Track 7, Why Was It So Easy, is pretty much all Hall all the time. Fripp must’ve needed to use the gents for 5:27. It does have an odd but nice little guitar break and at times slips into a pleasant Rundgren territory.

Track 8, is a funky Hall tune, Don’t Leave Me Alone With Her, and features some Frippian guitar moments. Again cool as they are obviously him but “untreated” if you will. (Spoiler: This song pulls one of those “I thought they faded out and ended this song…but NOOOOOO….WOOOOOOO!” false endings.)

Track 9, Survive, is a “What if Daryl Hall did a song for the White Album and asked Robert Fripp to add subtle little Frippy thingies” kinda song. You know the kind. It rocks pretty hard come the end with Hall screaming and stuff.


Track 10 is the last original track of the LP. Without Tears is a meloncholly Hall ballad, in the vein of track 6, The Farther Away I Am. If you liked that, you’ll like this one too.

Bonus tracks on the CD release include the two tunes from Exposure that Daryl sang, You Burn Me Up I’m A Cigarette and North Star.



  7 Responses to “Under Exposure:
Daryl Hall’s Sacred Songs:
Give Me MOR”

  1. OK, this one should have been posted before the nomination thread.

  2. Mr. Moderator

    Nice write it – I can’t believe I’m going to have to make time to reconsider these albums. I was never thrilled with them in the day, although I like each artist individually. Fripp’s placing of “pop” in quotes and taking this “Trading Places” approach to making commercial music, as documented in that one quote you found, makes me queasy. It will be fun to hear this stuff again. I haven’t spun Exposure in 20 years.

  3. BigSteve

    I only have a digital transfer of the original Exposure vinyl LP, but I’ll give it a listen. I’m afraid Scared Songs has disappeared from my collection. But I’ve got to say I’ve always loved that second Gabriel album. Since it was dissed, I may have to pull that one out too, to see if it holds up.

  4. Mr. Moderator

    Is the second Gabriel album the one with “Games Without Frontiers” and maybe some other cool hit? Even I liked that stuff.

  5. sammymaudlin

    The Gabriel track list is:

    1. On The Air
    2. D.I.Y.
    3. Mother Of Violence
    4. A Wonderful Day In A One-Way World
    5. White Shadow
    6. Indigo
    7. Animal Magic
    8. Exposure
    9. Flotsam And Jetsam
    10. Perspective
    11. Home Sweet Home

    I love Fripp putting “pop” in quotes and his entire long-windedness. I don’t really agree with all, or even most of it, but I know he’s dead serious about it and I dig his commitment man.

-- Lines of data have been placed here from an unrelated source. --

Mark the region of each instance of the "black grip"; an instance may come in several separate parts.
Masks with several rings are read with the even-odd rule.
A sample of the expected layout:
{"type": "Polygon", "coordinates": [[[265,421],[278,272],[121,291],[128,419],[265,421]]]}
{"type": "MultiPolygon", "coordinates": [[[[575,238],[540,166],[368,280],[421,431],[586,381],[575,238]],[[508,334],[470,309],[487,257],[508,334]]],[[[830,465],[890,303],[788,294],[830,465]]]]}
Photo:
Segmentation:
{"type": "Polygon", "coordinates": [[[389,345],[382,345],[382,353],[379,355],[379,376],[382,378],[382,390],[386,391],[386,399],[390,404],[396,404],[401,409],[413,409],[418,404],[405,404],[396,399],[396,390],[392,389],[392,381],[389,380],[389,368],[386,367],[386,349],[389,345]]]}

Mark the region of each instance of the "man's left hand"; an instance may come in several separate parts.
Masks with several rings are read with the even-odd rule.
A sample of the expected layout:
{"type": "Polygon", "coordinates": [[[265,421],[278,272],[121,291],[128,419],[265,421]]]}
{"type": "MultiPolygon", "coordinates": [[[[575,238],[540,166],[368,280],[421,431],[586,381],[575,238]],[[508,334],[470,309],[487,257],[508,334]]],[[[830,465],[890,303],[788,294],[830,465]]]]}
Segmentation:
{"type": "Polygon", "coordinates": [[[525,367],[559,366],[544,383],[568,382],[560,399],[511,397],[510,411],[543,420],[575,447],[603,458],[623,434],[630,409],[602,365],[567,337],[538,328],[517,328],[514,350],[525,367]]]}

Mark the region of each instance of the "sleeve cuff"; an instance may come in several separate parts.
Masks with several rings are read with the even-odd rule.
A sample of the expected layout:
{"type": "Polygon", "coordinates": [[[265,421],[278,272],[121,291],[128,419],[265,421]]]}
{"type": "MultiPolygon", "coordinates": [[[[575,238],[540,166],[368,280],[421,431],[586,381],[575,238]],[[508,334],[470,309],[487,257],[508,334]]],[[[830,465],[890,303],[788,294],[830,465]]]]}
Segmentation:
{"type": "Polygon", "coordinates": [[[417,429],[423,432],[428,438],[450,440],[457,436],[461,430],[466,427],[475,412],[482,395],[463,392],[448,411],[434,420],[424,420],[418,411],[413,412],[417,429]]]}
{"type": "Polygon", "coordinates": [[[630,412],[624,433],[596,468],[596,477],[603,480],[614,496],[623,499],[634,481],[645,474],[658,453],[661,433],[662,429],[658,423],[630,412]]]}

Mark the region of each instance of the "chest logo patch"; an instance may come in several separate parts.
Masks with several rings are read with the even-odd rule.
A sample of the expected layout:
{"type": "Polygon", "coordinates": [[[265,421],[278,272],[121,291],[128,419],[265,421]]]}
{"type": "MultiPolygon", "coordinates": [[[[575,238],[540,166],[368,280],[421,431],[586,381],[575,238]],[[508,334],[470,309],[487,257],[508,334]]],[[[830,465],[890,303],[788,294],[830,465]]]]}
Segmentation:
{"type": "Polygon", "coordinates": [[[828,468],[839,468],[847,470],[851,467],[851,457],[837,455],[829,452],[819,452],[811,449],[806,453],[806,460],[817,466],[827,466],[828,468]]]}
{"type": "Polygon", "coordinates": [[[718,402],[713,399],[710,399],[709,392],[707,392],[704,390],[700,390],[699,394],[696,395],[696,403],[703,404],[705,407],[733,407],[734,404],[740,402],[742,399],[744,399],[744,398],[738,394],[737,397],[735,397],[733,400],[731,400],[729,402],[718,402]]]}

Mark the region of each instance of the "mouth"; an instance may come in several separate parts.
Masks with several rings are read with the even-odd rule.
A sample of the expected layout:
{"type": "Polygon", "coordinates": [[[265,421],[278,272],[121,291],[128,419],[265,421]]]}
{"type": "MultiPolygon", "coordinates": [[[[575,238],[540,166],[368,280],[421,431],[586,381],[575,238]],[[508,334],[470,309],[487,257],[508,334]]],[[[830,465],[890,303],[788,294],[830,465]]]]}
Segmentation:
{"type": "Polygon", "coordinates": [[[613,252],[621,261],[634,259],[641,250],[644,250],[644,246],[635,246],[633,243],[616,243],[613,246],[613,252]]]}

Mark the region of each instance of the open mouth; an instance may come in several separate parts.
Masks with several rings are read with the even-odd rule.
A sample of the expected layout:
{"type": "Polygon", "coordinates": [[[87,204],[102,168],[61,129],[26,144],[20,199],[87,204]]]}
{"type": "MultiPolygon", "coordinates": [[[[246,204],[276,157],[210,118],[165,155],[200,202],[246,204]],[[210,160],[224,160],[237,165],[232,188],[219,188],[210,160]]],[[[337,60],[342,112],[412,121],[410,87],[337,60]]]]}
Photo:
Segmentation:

    I love Fripp best when he plays well with others and although he’s an undeniable force on Sacred Songs, it is, in the end, a Daryl Hall album.

  6. Mr. Moderator

    It’s been a long time since I’ve listened to this stuff. Now I see why. At it’s best, this collaboration is like a better-sung Peter Gabriel album. The songs lack the choruses of classic Hall & Oates. Frequently I’m not sure what Fripp is adding unless he just grabs control of the song, as on the one in which his Frippertronics take over or the “Evening Star”-style song.

    Other times, when listening to this stuff, I think about how much more interesting a pop structure Adrian Belew and, before him, John Wetton added to Fripp’s attempts at finding a musical “cracker” on which to spread his tapenade.

    Another Fripp “pop” album I haven’t heard in ages is that Giles, Giles, and Fripp album, which may have just predated King Crimson. This stuff with Hall somehow reminds me of that stuff. There were similar pop aspirations of that album’s time that Fripp tried to find his place within. He never gets out of those quotation marks.

  7. sammymaudlin

    Mr. Mod sees the same wave machine but views it as oil over water instead of as a whole. I would guess this is how most people probably hear this.

    Certainly RCA did. (FACE!)

    This combination works like magic for me.